Lieutenant Levine and his 10 comrades were returning from their 17th bombing missing when...
(Continued on Page 15, Column 1
)

And that's the end of it. I couldn't recover the jump page. One tragic end note. Captain George Keller's wife had been informed that all the crew members were safe, but that was a mistake. Captain Keller was the last to bail out of the flaming aircraft, and his chute never opened. He did not live to see the Japanese mainland. The other 10 crew members returned home safely. My father died at age 76, in 1996.

By Paul

9 comments:

  1. What an incredible story, Paul! Did your father ever talk about his experiences in the war? So many couldn't or wouldn't, my dad included.

    ReplyDelete
  2. Patty,
    My father kept extensive notes. I have boxes of research files, including the official report of the unsuccessful Air-Sea Rescue Search on August 10, 1945. I talked to my father endlessly about those days. In 1999, I sold CBS a mini-series based on the experiences of the OX-23 Crew, the first Americans to enter Hiroshima after the atomic bomb. [They were given a "guided tour" by Lt. Fukui, who protected them from the mobs.]

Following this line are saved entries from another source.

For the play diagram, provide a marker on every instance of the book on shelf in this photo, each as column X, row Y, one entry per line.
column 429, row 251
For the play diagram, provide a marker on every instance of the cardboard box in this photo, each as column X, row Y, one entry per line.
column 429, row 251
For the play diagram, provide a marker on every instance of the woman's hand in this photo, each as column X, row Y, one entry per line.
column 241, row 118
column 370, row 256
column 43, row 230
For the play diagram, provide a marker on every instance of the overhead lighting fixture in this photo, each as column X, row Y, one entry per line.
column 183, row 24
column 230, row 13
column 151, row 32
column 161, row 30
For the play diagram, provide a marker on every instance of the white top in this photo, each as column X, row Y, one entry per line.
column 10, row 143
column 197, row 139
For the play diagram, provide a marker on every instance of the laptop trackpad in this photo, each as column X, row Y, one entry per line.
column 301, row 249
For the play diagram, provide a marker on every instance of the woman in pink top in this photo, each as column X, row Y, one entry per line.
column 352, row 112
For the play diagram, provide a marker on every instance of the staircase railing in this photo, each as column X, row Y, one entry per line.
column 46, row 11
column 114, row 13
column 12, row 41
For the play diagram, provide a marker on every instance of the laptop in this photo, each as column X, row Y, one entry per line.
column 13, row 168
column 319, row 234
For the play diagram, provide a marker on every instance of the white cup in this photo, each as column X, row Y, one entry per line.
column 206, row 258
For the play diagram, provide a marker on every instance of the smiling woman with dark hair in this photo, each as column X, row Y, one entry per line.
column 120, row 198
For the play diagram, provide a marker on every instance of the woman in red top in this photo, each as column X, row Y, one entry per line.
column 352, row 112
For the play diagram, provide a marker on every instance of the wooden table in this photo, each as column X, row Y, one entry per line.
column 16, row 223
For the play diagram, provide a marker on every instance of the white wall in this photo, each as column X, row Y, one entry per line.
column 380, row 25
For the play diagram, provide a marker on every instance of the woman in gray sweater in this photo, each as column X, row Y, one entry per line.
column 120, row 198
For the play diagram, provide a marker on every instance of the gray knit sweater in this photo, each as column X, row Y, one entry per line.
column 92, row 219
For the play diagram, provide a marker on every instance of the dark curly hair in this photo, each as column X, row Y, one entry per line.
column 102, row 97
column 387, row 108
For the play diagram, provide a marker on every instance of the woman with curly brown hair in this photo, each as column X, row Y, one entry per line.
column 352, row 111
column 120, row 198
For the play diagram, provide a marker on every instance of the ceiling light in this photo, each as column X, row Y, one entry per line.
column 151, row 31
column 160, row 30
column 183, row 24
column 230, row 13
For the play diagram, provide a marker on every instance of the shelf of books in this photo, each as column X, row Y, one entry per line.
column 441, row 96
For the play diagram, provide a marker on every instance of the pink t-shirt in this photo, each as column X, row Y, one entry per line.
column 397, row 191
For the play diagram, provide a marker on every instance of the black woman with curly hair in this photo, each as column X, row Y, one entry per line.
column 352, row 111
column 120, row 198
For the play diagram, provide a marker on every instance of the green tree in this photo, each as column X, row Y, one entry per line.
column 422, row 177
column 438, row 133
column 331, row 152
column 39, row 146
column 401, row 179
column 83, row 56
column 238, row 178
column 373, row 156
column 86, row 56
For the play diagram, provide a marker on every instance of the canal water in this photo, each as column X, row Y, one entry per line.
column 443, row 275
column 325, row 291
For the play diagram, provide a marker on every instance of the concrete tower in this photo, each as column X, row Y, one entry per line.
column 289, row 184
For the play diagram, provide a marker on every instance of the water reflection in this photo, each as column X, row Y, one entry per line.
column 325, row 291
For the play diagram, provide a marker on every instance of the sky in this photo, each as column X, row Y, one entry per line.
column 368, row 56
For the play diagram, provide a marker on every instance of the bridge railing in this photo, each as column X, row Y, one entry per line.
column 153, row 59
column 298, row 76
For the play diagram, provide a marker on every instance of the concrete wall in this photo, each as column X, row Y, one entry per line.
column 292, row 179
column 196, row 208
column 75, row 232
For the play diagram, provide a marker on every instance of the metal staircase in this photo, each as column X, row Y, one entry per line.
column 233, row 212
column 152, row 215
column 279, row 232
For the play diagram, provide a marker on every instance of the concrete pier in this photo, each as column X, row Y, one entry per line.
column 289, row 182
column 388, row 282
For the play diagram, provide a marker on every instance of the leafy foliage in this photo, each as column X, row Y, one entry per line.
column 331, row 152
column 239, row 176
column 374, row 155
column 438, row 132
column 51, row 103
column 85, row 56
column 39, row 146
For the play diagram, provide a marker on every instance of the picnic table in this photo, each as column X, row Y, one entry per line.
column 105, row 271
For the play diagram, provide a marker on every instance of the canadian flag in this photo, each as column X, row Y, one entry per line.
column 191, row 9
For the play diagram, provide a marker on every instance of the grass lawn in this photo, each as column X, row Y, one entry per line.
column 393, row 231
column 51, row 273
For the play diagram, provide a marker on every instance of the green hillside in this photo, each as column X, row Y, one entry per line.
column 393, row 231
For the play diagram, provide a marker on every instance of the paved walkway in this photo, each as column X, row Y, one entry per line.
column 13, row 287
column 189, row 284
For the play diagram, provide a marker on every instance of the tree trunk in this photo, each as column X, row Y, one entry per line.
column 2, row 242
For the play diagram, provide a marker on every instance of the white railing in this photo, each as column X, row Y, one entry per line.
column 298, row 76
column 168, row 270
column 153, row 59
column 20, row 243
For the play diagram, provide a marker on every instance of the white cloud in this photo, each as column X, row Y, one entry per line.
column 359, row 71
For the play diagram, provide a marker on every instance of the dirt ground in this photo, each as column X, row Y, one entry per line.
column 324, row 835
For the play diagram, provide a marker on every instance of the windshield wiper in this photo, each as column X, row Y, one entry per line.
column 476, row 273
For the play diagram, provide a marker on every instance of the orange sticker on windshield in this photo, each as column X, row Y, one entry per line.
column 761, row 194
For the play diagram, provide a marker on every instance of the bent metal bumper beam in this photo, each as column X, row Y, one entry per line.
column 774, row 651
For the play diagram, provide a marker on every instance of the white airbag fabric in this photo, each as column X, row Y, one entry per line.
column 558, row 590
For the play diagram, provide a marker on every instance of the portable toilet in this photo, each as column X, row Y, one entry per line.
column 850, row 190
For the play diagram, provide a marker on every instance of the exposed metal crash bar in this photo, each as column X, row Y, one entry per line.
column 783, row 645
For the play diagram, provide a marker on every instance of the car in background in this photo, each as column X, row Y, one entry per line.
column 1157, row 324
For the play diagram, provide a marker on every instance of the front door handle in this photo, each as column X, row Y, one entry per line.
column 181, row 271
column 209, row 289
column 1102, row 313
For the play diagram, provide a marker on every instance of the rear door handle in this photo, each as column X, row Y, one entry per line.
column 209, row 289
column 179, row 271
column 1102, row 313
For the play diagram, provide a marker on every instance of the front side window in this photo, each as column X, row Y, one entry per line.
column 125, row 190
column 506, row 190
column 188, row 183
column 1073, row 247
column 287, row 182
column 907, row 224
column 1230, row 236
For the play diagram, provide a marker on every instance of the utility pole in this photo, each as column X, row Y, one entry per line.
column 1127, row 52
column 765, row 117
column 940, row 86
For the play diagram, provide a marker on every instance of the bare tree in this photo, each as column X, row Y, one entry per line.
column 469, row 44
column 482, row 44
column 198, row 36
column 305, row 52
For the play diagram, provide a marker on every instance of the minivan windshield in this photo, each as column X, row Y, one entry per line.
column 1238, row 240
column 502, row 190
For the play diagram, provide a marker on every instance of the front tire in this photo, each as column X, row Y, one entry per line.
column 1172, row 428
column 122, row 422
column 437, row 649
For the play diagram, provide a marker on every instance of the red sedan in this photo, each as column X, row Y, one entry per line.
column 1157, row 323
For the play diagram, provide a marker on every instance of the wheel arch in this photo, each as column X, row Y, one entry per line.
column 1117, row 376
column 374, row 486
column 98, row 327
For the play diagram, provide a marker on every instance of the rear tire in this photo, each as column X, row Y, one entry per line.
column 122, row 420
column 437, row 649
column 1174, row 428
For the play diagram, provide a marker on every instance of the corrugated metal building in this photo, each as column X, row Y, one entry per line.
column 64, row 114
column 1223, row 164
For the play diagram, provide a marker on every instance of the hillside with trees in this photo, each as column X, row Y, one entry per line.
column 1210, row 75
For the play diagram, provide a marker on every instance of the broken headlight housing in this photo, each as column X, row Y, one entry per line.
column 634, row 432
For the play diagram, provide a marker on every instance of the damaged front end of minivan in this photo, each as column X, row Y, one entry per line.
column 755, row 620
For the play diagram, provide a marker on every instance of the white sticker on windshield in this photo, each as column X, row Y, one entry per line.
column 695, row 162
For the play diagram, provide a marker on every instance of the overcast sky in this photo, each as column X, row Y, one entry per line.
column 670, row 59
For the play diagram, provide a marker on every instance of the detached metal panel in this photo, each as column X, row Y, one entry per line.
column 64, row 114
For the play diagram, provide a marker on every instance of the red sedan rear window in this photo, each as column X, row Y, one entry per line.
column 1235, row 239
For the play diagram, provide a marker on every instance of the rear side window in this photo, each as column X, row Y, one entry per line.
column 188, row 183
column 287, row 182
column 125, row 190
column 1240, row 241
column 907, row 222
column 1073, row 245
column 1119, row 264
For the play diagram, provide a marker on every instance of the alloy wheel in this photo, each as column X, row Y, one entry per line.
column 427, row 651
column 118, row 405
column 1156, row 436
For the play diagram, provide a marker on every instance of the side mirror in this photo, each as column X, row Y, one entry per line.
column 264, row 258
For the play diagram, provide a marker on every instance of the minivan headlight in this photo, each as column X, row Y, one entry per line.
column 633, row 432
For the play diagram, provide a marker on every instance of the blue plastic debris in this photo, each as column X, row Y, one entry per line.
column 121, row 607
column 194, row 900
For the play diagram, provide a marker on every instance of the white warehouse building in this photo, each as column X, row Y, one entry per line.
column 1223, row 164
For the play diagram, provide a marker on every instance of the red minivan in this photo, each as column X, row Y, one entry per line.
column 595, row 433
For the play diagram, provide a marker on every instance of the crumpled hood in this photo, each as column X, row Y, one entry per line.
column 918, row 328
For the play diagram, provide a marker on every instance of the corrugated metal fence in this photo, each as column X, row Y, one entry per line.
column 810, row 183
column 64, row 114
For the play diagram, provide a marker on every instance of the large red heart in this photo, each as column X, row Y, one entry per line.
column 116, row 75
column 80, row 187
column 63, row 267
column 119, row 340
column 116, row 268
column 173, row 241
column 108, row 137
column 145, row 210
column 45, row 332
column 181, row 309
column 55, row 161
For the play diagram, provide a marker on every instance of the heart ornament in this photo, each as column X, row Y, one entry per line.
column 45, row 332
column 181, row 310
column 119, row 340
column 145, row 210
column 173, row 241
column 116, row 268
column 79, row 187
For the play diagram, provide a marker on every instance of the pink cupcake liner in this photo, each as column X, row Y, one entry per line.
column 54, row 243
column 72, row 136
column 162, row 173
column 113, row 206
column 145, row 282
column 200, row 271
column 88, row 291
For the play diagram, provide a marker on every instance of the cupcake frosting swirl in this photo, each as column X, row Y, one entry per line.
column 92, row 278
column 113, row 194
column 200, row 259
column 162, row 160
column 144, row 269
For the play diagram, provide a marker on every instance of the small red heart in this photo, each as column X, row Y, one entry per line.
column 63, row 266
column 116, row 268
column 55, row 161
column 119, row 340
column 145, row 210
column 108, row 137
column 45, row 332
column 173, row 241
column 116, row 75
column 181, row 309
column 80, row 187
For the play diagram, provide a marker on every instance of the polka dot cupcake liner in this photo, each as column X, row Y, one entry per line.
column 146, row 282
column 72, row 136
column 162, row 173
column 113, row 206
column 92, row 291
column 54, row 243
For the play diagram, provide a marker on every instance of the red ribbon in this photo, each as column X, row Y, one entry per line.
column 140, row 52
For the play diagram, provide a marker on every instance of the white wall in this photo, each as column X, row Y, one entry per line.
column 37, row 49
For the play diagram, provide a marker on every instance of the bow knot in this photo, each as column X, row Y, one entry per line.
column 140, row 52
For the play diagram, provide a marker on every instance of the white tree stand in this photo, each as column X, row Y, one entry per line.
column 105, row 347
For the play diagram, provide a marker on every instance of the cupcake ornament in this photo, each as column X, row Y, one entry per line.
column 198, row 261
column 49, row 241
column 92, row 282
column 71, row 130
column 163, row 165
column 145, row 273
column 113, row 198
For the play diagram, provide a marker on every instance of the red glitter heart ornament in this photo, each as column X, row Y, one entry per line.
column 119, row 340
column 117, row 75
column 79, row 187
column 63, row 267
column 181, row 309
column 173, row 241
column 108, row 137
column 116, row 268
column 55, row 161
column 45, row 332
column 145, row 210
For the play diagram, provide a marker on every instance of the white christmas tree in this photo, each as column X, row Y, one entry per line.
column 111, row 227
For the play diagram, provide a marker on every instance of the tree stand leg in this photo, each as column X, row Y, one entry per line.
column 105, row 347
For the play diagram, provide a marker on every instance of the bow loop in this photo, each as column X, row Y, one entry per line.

    I wrote a 4-hour script for CBS. It sat around, gathering dust, for a while until the executive who bought it was fired. The network's long-form department virtually disappeared, and the show was never made. From time to time, I get calls from feature producers who know of the script, but no subsequent deal has been made. However, Patty, if you have $50 million, we can make the movie ourselves.

    ReplyDelete
  3. 50 million? That's half the advance for my last book. Oh well, for you I'm willing to sacrifice.

    ReplyDelete
  4. Pretty fascinating. My father served in the Navy in WWII on the USS Shangri-La. He had some souvenirs from Japan and I asked him once about them. He commented that after the the surrender, the Shangri-La had been in port and he spent a few days there. When asked what it was like he rather drily said, "The Japanese weren't very happy to see us and weren't too friendly."

    Otherwise he rarely if ever talked about the war. My most vivid memory of my dad's opinion on the military was when I was a high school senior and my mother was encouraging me into various areas of the armed forces or coast guard because then she'd be off the hook for any tuition assistance (you had to be there, I guess) and my dad snapping, "He doesn't want to be in the military. Leave it alone."

    When he passed away about 3 years ago, my brother and sister and I were going through his photographs (he was a photographer) and we found some very interesting photos from the Shangri-La, including a marker board with "kills" on it for the # of Japanese planes shot down. As my brother commented, "War is a very strange thing."

    Best,
    Mark Terry
    www.markterrybooks.com

    ReplyDelete
  5. You're very fortunate. My Uncle Tom (after whom I am named) was a B-29 pilot and would never talk about his experiences, except to my aunt, who told us he never got over seeing so many of his friends shot down around him, planes blowing up around him when anti-aircraft fire hit the bombs in the bays, coming home with hundreds of hits riddling his plane. God bless them all--they were more heroic than most of us can ever imagine.

    --Tom

    ReplyDelete
  6. This comment has been removed by a blog administrator.

    ReplyDelete
  7. This was a great true story, Paul. It's too bad you haven't been able to get producers to make something of the script you wrote.

    Just a picky note...I found a typo in the article here:

    "It was August 8, just after Hiroshomia and before"

    Hiroshima would be correct.

    I'm a spelling nut, so I notice these kinds of things. Need a proof-reader? :)

    I'm a new reader of yours and admire your work. Keep at it!

    Sincerely,

    Woody

    ReplyDelete
  8. Paul; I'm a genealogist as well as a writer. The paper was no doubt microfilmed long before it was digitized. Libraries in the area will have copies, and probably would not charge all that much for a copy of the full article, including the jump page.

    ReplyDelete
  9. Nice blog. I'm an author and managing editor, and I love finding sites like this one. I'll add you to my blog roll.